Stellungnahme des Bundesrates

Der Bundesrat unterstützt die von der Kommission für Wirtschaft und Abgaben des Nationalrates vorgeschlagene Gesetzesänderung.

Die beschränkte Zulassung von Sonntagsarbeit ohne Bedürfnisnachweis wird eine rechtsgleiche Anwendung ermöglichen und für die Kantone die Umsetzung vereinfachen. Der Bundesrat ist der Auffassung, dass die verlangte Revision einem allgemeinen Bedürfnis entspricht, da von der Möglichkeit, am Sonntag einzukaufen, von den Konsumentinnen und Konsumenten vornehmlich in der Adventszeit rege Gebrauch gemacht wird; so kennen bereits heute 19 Kantone Sonntagsverkäufe in der Adventszeit. Einige Kantone der Westschweiz führen keine Weihnachtsverkäufe durch. Dies wird auch in Zukunft weiterhin möglich sein, da die kantonale Kompetenz zum Erlass von Vorschriften über die Sonntagsruhe und die Öffnungszeiten der Betriebe des Detailhandels unangetastet bleibt. Diese Vorschriften sind nämlich 4270

aufgrund von Artikel 71 Buchstabe c des Arbeitsgesetzes vorbehalten. Somit werden die kantonalen oder kommunalen Ladenöffnungsreglemente auch nach Inkrafttreten der vorliegenden Revision bestimmen, ob ein Geschäft am Sonntag offen sein kann.

Das Arbeitsgesetz regelt einzig die Beschäftigung von Personal.
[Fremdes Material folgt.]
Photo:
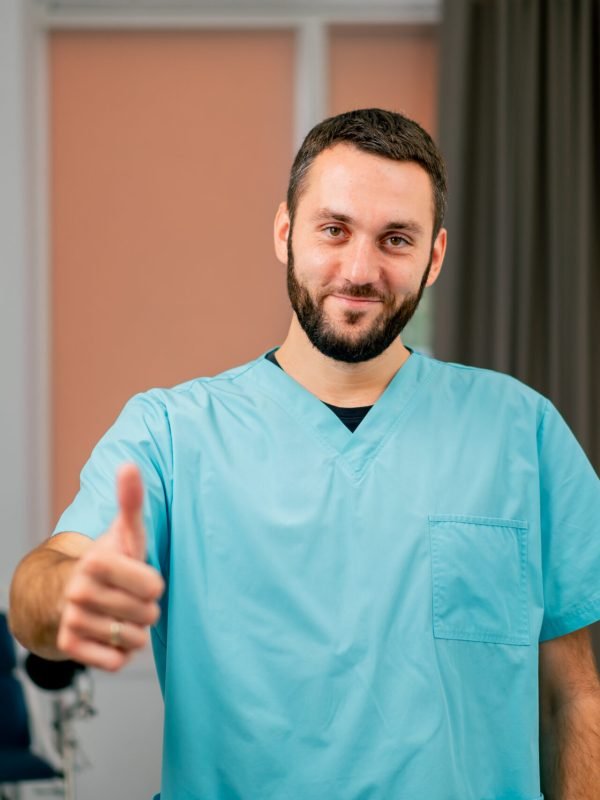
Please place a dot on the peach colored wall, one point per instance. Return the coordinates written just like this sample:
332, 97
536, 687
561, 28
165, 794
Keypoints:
169, 154
392, 67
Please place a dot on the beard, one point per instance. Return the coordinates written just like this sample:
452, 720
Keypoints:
351, 349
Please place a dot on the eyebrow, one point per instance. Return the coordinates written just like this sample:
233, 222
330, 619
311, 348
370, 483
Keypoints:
409, 225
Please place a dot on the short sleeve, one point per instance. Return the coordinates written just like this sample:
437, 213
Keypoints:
141, 434
570, 527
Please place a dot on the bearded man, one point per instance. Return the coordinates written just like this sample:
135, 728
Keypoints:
369, 574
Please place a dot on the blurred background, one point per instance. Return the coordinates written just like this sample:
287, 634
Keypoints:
144, 148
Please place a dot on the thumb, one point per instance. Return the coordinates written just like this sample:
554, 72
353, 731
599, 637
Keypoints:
129, 523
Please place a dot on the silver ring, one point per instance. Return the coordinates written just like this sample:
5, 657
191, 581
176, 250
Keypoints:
116, 629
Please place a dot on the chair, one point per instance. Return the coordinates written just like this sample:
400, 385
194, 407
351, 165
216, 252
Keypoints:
18, 764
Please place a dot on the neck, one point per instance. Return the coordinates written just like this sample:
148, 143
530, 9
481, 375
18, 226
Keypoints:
337, 382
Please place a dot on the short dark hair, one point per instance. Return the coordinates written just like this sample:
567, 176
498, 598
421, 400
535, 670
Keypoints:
374, 130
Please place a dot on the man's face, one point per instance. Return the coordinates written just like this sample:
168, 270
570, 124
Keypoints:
361, 253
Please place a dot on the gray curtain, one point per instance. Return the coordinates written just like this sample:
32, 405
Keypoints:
520, 129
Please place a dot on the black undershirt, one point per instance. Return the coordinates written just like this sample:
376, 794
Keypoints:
351, 417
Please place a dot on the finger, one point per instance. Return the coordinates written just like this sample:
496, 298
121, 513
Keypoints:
87, 625
114, 603
92, 653
129, 523
122, 572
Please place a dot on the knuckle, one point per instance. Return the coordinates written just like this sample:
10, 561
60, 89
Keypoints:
152, 614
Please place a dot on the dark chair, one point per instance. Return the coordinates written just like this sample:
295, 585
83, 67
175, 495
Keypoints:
17, 763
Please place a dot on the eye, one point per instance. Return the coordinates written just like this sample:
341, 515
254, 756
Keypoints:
396, 241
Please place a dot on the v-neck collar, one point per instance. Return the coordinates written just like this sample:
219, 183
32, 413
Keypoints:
354, 450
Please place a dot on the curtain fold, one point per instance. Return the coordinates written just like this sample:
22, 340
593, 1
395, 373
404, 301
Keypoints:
520, 130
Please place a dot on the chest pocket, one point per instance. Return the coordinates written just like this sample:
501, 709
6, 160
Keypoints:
479, 579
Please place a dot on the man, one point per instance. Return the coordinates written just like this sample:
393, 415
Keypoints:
366, 554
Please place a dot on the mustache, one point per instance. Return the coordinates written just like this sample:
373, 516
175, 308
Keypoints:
364, 292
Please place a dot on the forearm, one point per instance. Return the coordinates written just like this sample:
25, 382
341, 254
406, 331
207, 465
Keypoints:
36, 600
570, 750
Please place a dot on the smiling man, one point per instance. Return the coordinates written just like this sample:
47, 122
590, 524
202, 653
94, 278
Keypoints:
375, 570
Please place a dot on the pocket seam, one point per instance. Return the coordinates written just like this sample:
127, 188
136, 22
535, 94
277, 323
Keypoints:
440, 630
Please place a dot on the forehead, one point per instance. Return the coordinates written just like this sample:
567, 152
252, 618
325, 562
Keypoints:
365, 185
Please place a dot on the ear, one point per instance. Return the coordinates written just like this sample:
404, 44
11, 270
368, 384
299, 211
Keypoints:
281, 232
437, 256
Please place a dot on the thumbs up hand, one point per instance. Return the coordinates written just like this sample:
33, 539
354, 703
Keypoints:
111, 595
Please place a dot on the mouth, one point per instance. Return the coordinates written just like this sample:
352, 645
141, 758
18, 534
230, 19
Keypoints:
355, 302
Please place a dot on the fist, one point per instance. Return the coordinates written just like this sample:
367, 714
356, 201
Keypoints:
111, 596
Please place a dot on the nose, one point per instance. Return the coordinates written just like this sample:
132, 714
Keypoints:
360, 261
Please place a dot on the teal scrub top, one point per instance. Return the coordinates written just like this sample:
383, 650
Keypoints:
354, 616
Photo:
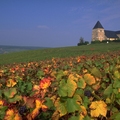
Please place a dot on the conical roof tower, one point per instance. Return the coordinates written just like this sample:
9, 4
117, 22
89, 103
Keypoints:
98, 32
98, 25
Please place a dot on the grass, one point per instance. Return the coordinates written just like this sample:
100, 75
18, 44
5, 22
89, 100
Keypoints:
49, 53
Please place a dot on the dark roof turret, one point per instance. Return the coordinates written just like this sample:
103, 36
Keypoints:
98, 25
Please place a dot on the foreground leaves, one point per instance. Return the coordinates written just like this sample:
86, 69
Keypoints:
98, 108
76, 88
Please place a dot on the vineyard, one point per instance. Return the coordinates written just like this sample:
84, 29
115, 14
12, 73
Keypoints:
71, 88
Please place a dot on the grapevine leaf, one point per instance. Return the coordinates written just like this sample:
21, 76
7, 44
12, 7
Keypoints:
81, 83
108, 91
71, 87
10, 93
56, 115
89, 79
61, 107
117, 74
62, 91
116, 84
72, 105
95, 71
11, 83
15, 99
12, 115
116, 116
49, 102
34, 113
98, 108
74, 118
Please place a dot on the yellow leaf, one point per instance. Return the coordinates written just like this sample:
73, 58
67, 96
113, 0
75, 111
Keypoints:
12, 115
1, 102
45, 83
60, 107
11, 83
56, 115
34, 113
73, 77
98, 108
38, 103
84, 111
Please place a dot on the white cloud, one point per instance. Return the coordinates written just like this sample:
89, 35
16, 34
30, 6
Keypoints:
43, 27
Nach dem oben erwähnten Bundesgerichtentscheid hat das SECO im März 2004 eine Weisung an die Kantone erlassen, worin die Beschäftigung von Personal in Verkaufsgeschäften während der Adventszeit geregelt wird. Diese Weisung wird von den Kantonen unterschiedlich umgesetzt, sodass eine gewisse Rechtsunsicherheit bezüglich Bewilligungspraxis von Sonntagsarbeit in Verkaufsgeschäften herrscht. Die vorgeschlagene Regelung, wonach an vier Sonntagen pro Jahr ohne Bedürfnisnachweis Personal beschäftigt werden kann, würde die erwähnte Rechtsunsicherheit beheben.
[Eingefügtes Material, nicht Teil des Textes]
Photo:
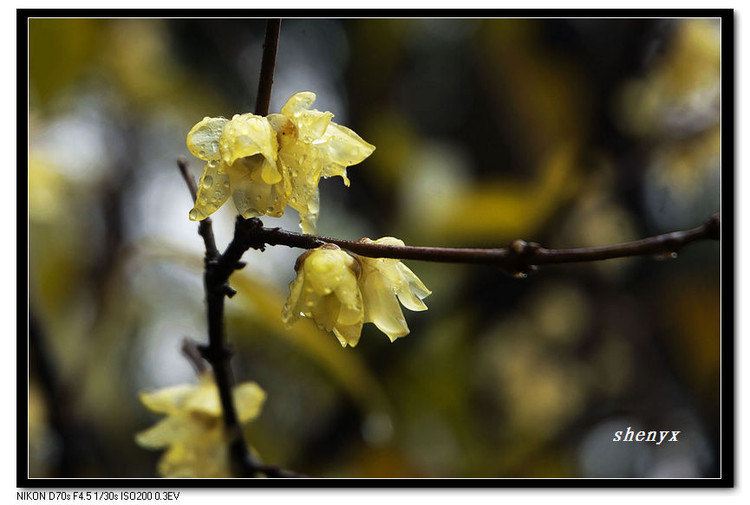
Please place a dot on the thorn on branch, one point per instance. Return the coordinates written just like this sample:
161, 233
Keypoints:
520, 256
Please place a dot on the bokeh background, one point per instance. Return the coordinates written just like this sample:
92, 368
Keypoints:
566, 132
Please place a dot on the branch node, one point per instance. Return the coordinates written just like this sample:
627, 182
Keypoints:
215, 355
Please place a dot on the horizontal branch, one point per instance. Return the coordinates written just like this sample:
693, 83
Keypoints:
519, 258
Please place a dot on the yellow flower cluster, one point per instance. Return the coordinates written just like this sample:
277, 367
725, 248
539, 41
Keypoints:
193, 431
267, 163
342, 291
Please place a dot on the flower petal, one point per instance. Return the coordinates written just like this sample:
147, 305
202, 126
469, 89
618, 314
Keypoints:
247, 135
298, 102
213, 190
312, 124
290, 314
251, 194
348, 335
381, 306
344, 147
203, 138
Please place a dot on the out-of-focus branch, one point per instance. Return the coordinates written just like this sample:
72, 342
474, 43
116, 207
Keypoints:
519, 258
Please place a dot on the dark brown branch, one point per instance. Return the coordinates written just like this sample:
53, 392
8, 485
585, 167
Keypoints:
267, 66
216, 276
519, 258
191, 350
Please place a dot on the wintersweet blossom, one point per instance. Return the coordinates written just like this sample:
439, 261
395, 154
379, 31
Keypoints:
193, 431
326, 291
340, 292
267, 163
312, 146
385, 282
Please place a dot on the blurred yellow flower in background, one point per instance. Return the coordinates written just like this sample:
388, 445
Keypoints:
193, 432
267, 163
342, 291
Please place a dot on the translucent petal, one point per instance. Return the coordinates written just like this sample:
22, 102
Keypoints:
333, 170
251, 194
290, 312
248, 135
163, 433
350, 297
344, 147
303, 165
249, 399
416, 286
326, 312
298, 102
348, 334
326, 290
381, 306
203, 138
312, 124
213, 190
167, 400
407, 286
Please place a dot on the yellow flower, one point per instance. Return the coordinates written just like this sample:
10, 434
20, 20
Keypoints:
241, 160
326, 290
193, 431
341, 291
266, 163
311, 147
382, 281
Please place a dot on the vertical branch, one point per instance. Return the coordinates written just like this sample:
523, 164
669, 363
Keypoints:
267, 66
216, 276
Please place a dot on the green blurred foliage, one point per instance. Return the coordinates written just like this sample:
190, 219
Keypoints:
565, 132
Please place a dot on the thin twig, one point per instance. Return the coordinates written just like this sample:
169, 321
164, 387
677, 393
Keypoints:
205, 227
519, 258
267, 66
218, 268
191, 350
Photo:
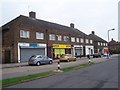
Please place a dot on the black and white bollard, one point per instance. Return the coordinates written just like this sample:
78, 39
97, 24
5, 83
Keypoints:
89, 62
58, 66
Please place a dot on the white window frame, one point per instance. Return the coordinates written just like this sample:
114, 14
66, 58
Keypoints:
87, 40
106, 44
91, 41
51, 36
82, 40
77, 40
59, 37
72, 39
39, 35
24, 34
65, 38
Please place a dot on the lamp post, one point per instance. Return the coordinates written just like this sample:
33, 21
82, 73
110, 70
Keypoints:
108, 33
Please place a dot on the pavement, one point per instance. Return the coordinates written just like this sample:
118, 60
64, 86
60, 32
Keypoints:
12, 65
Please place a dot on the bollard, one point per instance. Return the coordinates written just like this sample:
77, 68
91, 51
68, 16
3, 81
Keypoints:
58, 65
89, 62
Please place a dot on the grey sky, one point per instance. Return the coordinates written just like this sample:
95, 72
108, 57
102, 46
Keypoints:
87, 15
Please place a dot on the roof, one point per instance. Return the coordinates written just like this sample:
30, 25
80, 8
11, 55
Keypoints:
113, 42
47, 25
97, 38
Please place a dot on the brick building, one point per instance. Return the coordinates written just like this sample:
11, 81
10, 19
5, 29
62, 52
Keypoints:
100, 45
114, 47
25, 36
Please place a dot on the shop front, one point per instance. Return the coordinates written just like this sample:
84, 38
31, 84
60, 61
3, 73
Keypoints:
25, 50
78, 50
60, 49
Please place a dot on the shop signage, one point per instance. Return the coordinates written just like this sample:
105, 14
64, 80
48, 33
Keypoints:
31, 45
61, 46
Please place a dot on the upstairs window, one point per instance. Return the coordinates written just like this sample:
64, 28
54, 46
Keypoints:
59, 37
87, 41
39, 35
24, 34
72, 39
91, 41
51, 36
82, 41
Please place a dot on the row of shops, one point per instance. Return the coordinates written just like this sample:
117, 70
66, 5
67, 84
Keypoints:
25, 50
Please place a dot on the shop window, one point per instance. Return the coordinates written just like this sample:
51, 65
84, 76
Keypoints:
59, 37
66, 38
98, 43
72, 39
87, 41
39, 35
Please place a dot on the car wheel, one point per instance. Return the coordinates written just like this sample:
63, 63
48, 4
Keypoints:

Die eidgenössischen und die kantonalen Vollzugsbehörden sind, um ihre Aufgaben optimal wahrzunehmen, auf eine transparente Regelung und eine schweizweit einheitliche Regelung angewiesen. Gerade im Rahmen der Beschäftigung von Personal am Sonntag in Verkaufsgeschäften ist bis heute beides nicht verwirklicht. Die Annahme des vorliegenden Revisionsentwurfs würde zu einer Lösung dieser Probleme beitragen.

Was die Bedenken der Minderheit bezüglich Schutz der Arbeitnehmerinnen und Arbeitnehmer angeht, vertritt der Bundesrat die Meinung, dass die bereits geltenden Regeln des ArG, wie der bei vorübergehender Sonntagsarbeit (bis 6 Sonntage pro Jahr) geschuldete Lohnzuschlag von 50 Prozent, das Einverständnis der Angestellten, die Regel des Ersatzruhetages usw. genügen.

Es ist unbestritten, dass sich das Volk 2005 nur sehr knapp (50,6 %) für eine Ausdehnung der Ladenöffnungszeiten in grossen Bahnhöfen und Flughäfen ausgesprochen hat. Wie bereits erwähnt, kennen aber 19 Kantone Sonntagsverkäufe während der Adventszeit. Sowohl diese Möglichkeit als auch die Möglichkeit, in grossen Bahnhöfen einzukaufen, wird von den Konsumenten und Konsumentinnen rege benützt. Der Bundesrat schliesst deshalb aus dem Ergebnis der Abstimmung vom 27. November 2005, dass das Stimmvolk zwar keine generelle Liberalisierung der Ladenöffnungszeiten wünscht, die Möglichkeit jedoch schätzt, vereinzelt in Bahnhöfen oder während der Adventszeit am Sonntag einzukaufen.

Der Bundesrat
ist zudem der Überzeugung, dass die Annahme der Vorlage eine grosse Entspannung in der Diskussion über die Sonntagsverkäufe herbeiführen würde. Die Betriebe des Detailhandels hätten klare Vorgaben bezüglich Sonntagsverkauf, und die kantonalen Vollzugsbehörden sähen sich nicht mehr mit einzelnen Gesuchen konfrontiert.